The dreaded Shamoon malware is back to haunt Saudi Arabia; therefore, the government has wasted no time in issuing a warning alert to a number of organizations. This time Shamoon’s new variant Shamoon 2 has been identified to be circulating and affecting Saudi organizations, according to CrowdStrike, an American cybersecurity technology company.
Adam Meyers, CrowdStrike VP, stated that the hackers were probably working on behalf of “Iranian government” previously as well as in the recent attacks. Meyers also said that it was quite possible that they “will continue.”
It is worth noting that Shamoon is a malware that wipes data from disks quite efficiently and gains total control of the computer’s boot record due to which the PC cannot be switched on.
In 2012, Shamoon virus was launched against the Saudi Aramco, a national petroleum and natural gas company based in Dhahran and it managed to destroy data from 35,000 computers. Then in November 2016, a variant of Shamoon malware was used to attack more than six organizations in Saudi Arabia including the Saudi aviation regulator and all the computers were destroyed. The files were overwritten with a picture of a 3-year old Syrian refugee boy’s dead body, which was found lying on the beach. According to a report from the Al Ekhbariya TV, this time around, 15 government agencies and organizations have been targeted with Shamoon 2.
Sadara, the joint venture of Saudi Arabian Oil and Dow Chemical from Michigan is among the victims of Shamoon 2. Sadara has reportedly, taken down the entire computer network on Monday and its service is still down. However, this hasn’t affected the operations of Sadara at all, said a spokesperson.
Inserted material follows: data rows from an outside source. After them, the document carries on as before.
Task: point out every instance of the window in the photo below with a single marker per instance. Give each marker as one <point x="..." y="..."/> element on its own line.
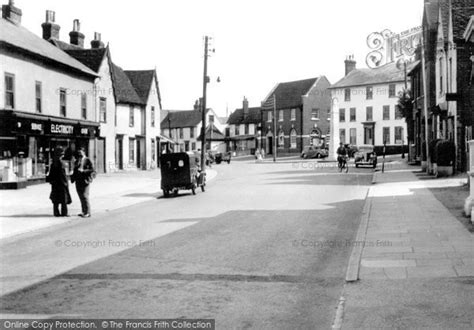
<point x="369" y="93"/>
<point x="132" y="116"/>
<point x="391" y="90"/>
<point x="281" y="139"/>
<point x="398" y="112"/>
<point x="131" y="151"/>
<point x="386" y="135"/>
<point x="62" y="102"/>
<point x="386" y="112"/>
<point x="293" y="114"/>
<point x="342" y="136"/>
<point x="369" y="114"/>
<point x="84" y="106"/>
<point x="103" y="110"/>
<point x="152" y="116"/>
<point x="9" y="91"/>
<point x="342" y="115"/>
<point x="38" y="96"/>
<point x="293" y="139"/>
<point x="398" y="135"/>
<point x="347" y="94"/>
<point x="353" y="136"/>
<point x="353" y="115"/>
<point x="315" y="114"/>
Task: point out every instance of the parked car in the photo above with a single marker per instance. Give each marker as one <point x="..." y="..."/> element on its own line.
<point x="365" y="156"/>
<point x="223" y="157"/>
<point x="314" y="152"/>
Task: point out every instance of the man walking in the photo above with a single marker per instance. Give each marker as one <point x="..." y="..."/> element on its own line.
<point x="83" y="175"/>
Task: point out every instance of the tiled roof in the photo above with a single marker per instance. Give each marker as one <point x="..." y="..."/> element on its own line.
<point x="92" y="58"/>
<point x="288" y="94"/>
<point x="142" y="81"/>
<point x="381" y="75"/>
<point x="19" y="37"/>
<point x="185" y="118"/>
<point x="124" y="90"/>
<point x="237" y="117"/>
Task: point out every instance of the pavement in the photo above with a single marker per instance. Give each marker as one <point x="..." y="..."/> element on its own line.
<point x="30" y="209"/>
<point x="415" y="262"/>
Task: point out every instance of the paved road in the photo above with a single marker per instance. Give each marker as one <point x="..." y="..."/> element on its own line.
<point x="265" y="247"/>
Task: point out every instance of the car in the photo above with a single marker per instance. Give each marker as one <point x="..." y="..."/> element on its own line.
<point x="365" y="156"/>
<point x="314" y="152"/>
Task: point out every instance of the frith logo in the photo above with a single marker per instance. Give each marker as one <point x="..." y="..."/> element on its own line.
<point x="62" y="129"/>
<point x="387" y="47"/>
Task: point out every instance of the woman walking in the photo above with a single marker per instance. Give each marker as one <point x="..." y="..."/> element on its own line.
<point x="59" y="184"/>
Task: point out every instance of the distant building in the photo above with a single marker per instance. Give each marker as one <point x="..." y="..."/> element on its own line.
<point x="367" y="110"/>
<point x="242" y="133"/>
<point x="302" y="115"/>
<point x="47" y="101"/>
Sadara's network disruption was a result of cyber attack experienced by multiple entities in KSA as announced by the regulatory authorities
— Sadara | صدارة (@Sadara) January 25, 2017
Saudi TV reported that the Saudi Technical and Vocation Training Corporation is also targeted, but the company’s spokesperson denied this claim.
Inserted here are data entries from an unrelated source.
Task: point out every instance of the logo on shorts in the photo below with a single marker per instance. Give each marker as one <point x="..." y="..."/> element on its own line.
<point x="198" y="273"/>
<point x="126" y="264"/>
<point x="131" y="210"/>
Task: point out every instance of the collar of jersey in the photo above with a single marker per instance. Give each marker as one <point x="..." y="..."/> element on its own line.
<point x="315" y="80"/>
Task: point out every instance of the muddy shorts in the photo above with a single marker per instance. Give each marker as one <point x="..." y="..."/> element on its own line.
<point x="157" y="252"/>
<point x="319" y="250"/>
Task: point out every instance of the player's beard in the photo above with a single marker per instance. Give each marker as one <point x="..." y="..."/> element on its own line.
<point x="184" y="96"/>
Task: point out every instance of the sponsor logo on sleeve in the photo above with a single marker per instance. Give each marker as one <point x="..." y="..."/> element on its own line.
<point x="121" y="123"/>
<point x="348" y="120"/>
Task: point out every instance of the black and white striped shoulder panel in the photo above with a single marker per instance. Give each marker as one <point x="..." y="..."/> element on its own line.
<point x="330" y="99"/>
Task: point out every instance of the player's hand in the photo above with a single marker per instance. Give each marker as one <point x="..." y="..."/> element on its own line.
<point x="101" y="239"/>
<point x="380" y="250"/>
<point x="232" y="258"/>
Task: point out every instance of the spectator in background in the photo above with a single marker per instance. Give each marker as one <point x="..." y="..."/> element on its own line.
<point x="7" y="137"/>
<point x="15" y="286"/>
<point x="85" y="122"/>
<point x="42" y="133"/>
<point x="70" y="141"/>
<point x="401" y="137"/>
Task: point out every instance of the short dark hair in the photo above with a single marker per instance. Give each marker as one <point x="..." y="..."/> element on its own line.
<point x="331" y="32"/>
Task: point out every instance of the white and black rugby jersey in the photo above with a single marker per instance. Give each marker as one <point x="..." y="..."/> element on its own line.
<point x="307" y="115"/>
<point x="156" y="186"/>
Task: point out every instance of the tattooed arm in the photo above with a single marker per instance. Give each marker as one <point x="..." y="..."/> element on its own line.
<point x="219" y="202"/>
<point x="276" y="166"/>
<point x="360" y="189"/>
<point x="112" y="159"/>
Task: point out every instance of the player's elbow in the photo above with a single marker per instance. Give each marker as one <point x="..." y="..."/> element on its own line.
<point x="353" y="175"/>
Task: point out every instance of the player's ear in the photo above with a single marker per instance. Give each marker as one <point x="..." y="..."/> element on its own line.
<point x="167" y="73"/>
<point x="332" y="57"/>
Reuters stated that a majority of the affected companies are located in Jubail, the Saudi petrochemical industry hub. The companies have experienced “network disruptions” and are trying to shut down their systems to protect their data from Shamoon 2 virus. However, Reuters did not specifically name any of the firms.
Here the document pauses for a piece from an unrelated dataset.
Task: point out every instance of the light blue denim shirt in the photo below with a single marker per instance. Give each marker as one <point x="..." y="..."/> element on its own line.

While discussing Shamoon malware, the cyber security company Symantec said that “Why Shamoon has suddenly returned again after four years is unknown. “However, with its highly destructive payload, it is clear that the attackers want their targets to sit up and take notice.”
Currently, it would be too early to pinpoint possible perpetrators of the attack, but the possibility cannot be ruled out that nation-state attackers are involved. In 2012, Iranian hackers were blamed for the Shamoon attacks. However, the Saudi government hasn’t named or accused anyone as of now. Considering the hostile relationship that Saudi Arabia and Iran share, we can speculate that Iran might be involved this time too.
Khaled Aba Al-Khail, the Saudi Ministry of Labor spokesperson, stated that the Ministry of Labor and Human Resources Development Fund’s computers have also been affected by Shamoon 2. The security agencies are currently coordinating with the Ministry of Interior’s National Center for Cybersecurity to analyze the situation.